Kabupaten Tangerang, Semartara.News – Tepat pada hari Sabtu tanggal 10 April 2021, sejak pagi hari orang mulai berdatangan ke Bojong Nangka, Kecamatan Kelapa Dua, Kabupaten Tangerang, Banten. Di Sabtu Legi itu, warga datang ke tempat yang kemudian diresmikan dan diberi nama Padepokan Kebangsaan Karang Tumaritis.
Entah apa yang mendasari sang Pengasuh Padepokan itu, yakni ST Ananta Wahana, mengapa ia memilih Sabtu Legi atau Sabtu manis untuk meresmikan tempat yang menjadi berkumpulnya para pendekar-pendekar di Tanah Banten. Namun, dalam hitungan Jawa, Sabtu legi mempunyai nilai Neptu 9, padahal pasaran Neptu legi hanya di angka 5. Biasanya, orang yang terlahir di hari itu mempunyai watak sifat pengayom yang baik, pandai bergaul, berjiwa besar, serta dihormati.
Dari perhitungan itu, sepertinya cocok dengan terlahirnya kembali Padepokan Karang Tumaritis tersebut. Bagaimana tidak, dari sifat-sifat di atas, tak sedikitpun yang dikurangi pada sifat dari Padepokan Kebangsaan itu. Padepokan itu menurut sang Pengasuh, Ananta Wahana, menjadi titik bertemunya lintas generasi, kaum muda lintas aliran politik, Agama dan Budaya.

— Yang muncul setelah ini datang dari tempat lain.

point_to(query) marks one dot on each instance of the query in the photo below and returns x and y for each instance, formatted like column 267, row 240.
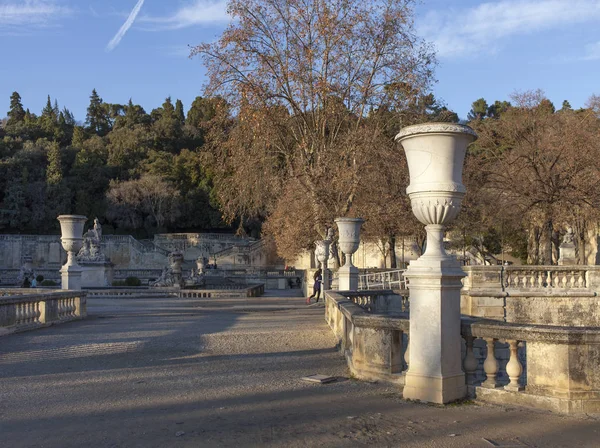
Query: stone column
column 72, row 241
column 435, row 153
column 349, row 230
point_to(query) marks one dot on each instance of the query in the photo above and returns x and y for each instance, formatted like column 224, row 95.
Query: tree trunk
column 393, row 263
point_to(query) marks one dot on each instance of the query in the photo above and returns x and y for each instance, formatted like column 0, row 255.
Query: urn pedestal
column 435, row 155
column 72, row 241
column 349, row 241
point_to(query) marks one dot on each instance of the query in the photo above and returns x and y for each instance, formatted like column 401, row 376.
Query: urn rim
column 435, row 128
column 72, row 217
column 360, row 220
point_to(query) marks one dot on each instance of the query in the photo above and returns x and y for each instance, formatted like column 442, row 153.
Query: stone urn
column 71, row 227
column 349, row 242
column 322, row 254
column 435, row 153
column 175, row 262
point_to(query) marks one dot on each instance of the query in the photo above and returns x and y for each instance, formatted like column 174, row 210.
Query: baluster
column 38, row 312
column 581, row 280
column 19, row 313
column 490, row 365
column 29, row 312
column 514, row 369
column 470, row 363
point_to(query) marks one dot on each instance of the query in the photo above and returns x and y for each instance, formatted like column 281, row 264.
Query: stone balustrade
column 144, row 293
column 541, row 366
column 22, row 310
column 544, row 295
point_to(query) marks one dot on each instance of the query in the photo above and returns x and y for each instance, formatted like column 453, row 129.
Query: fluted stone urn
column 71, row 227
column 322, row 255
column 435, row 153
column 175, row 262
column 349, row 242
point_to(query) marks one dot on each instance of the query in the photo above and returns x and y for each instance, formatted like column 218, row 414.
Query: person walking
column 318, row 278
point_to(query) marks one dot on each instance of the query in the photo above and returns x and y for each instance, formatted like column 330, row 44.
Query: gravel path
column 176, row 373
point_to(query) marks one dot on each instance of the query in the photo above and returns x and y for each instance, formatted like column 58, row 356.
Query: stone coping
column 481, row 328
column 41, row 296
column 533, row 292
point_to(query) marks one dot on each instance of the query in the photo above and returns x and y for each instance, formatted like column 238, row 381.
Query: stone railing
column 251, row 291
column 506, row 278
column 381, row 301
column 148, row 293
column 382, row 280
column 544, row 295
column 22, row 310
column 545, row 367
column 558, row 277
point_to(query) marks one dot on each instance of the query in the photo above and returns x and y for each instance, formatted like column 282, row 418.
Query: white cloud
column 196, row 12
column 592, row 52
column 128, row 23
column 30, row 13
column 482, row 28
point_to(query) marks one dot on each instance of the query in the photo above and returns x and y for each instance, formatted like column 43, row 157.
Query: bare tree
column 301, row 78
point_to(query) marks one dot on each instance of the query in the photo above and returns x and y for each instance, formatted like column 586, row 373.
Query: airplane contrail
column 123, row 30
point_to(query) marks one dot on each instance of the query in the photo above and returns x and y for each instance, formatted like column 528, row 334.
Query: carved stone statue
column 92, row 244
column 569, row 236
column 171, row 276
column 567, row 249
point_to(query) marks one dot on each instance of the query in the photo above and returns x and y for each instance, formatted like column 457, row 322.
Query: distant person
column 318, row 278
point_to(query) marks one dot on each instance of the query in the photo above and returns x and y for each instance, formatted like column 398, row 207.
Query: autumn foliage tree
column 539, row 169
column 300, row 78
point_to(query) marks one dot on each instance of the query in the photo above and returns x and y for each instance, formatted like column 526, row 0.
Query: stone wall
column 544, row 295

Tak berhenti disitu, tempat tersebut juga menjadi rumah singgah bagi para imigran dari negara Syria, Irak, Afghanistan, dan juga dari Vietnam, yang kesemuanya itu sedang menunggu suaka baru.
Di tempat yang terhampar di tanah seluas 3000 meter persegi itu, selain menjadi belajar juga tempat untuk menempa diri dengan pelatihan kepemimpinan, kelas filsafat, seminar, hingga beberapa komunitas seni budaya mengeskpresikan diri, termasuk belajar menjadi wirausaha IKM dan UMKM. “Kami menyulap lahan yang terhampar di tanah seluas 3000 meter persegi ini, menjadi tempat yang nyaman bagi masyarakat untuk belajar, berdiskusi, atau bahkan untuk sekadar berkumpul saja,” kata Ananta Wahana saat peresmian.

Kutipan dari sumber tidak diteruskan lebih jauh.